LUBANGSA SELATAN – Hadirnya ajang lomba sepak bola terakbar di seantero jagat raya pada 13 Juni sampai 13 Juli mendatang membuat khawatir lembaga-lembaga pesantren yang melarang santrinya untuk menonton hiburan (televisi). Untuk mengantisipasi banyaknya pelanggaran santri, pengurus Pondok Pesantren Annuqayah Lubangsa Selatan menyediakan televisi untuk santri yang mau menonton dengan syarat mereka harus berjemaah salat Subuh. Selain itu mereka harus membayar uang kontribusi sekecil 3 ribu rupiah. “Kami (pengurus pesantren) menyediakan tempat untuk nobar (nonton bareng) Piala Dunia 2014 di aula Madrasah Diniyah, dengan syarat santri harus ikut salat berjamaah Subuh. Kalau tidak berjemaah maka kami akan memberedel nobar tersebut. Selain itu, santri yang ingin menonton harus membayar uang 3 ribu rupiah untuk satu orang. Santri bisa nonton jika tidak berbenturan dengan kegiatan pesantren,” ungkap ketua pengurus Dedi Anwari di depan para santri Rabu malam (11/6).

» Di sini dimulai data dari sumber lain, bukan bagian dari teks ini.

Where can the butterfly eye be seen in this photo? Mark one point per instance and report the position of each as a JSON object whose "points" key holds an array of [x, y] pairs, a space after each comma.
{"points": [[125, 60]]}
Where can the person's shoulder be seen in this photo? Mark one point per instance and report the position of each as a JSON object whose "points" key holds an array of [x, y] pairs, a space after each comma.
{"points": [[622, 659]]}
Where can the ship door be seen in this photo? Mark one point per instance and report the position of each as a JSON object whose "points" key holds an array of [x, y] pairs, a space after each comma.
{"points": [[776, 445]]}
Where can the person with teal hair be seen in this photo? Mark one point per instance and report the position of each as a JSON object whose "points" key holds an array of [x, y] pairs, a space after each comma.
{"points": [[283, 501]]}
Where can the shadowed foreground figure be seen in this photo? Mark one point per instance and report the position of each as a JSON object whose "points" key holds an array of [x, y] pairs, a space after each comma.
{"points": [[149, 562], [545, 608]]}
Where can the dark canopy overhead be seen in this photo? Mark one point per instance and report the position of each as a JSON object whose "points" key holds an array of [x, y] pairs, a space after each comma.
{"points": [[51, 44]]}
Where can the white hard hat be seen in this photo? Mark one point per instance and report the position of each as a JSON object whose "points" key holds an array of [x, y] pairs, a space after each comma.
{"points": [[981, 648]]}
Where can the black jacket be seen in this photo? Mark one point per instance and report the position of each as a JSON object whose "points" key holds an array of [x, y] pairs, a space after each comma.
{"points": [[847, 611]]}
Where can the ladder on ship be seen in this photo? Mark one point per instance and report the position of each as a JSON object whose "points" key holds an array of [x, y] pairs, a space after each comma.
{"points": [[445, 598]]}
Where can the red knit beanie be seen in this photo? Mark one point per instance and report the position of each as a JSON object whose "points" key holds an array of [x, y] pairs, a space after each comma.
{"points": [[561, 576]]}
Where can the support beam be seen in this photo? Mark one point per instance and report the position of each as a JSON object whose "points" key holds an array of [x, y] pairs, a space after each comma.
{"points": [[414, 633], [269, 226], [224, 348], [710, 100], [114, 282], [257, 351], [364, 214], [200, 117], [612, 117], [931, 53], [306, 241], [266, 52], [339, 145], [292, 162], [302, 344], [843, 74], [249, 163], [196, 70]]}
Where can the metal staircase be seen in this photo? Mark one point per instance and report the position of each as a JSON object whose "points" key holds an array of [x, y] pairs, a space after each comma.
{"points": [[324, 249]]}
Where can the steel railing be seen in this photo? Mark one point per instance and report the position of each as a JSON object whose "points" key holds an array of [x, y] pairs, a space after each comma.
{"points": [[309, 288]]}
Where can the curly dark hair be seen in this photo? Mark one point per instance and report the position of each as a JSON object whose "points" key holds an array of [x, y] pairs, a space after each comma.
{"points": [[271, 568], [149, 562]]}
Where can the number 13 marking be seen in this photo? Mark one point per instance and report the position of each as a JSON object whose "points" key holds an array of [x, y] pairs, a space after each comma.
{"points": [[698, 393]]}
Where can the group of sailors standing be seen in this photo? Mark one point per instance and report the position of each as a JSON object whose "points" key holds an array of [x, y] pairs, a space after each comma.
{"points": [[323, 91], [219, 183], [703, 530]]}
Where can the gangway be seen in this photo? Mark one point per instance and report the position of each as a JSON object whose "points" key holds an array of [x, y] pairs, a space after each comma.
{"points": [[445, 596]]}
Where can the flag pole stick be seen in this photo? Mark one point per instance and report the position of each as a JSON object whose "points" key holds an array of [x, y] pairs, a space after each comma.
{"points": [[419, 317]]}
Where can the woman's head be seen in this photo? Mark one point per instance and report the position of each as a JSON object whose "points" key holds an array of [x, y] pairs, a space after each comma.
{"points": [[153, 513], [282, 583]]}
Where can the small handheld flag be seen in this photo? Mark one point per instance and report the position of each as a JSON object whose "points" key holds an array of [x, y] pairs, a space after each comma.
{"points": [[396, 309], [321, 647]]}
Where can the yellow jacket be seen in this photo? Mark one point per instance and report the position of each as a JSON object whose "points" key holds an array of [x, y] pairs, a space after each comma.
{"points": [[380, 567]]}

Koordinator nobar Piala Dunia 2014 Roni Muliyadi menuturkan bahwa semua kebutuhan nobar seperti televisi dan antena, itu didapat dari hasil pinjaman. Dengan demikian, uang kontribusi yang didapat dari santri akan diberikan kepada pemilik barang pinjaman sebagai uang sewa barang. Selain itu juga untuk dibelikan kawat pengikat tiang antena. Roni menambahkan bahwa santri bisa menonton sampai putaran final. “Kami pinjam televisi dan antena itu selama satu bulan. Jadi santri bisa nonton sampai putaran final tanggal 13 Juli mendatang,” tambahnya.
Hingga berita ini diturunkan, ratusan santri berjubel memenuhi ruang Aula Madrasah Diniyah PPA. Lubangsa Selatan menyaksikan pertandingan Brasil dan Kroasia, pembukaan Piala Dunia 2014. [Iet/Vil/Hari].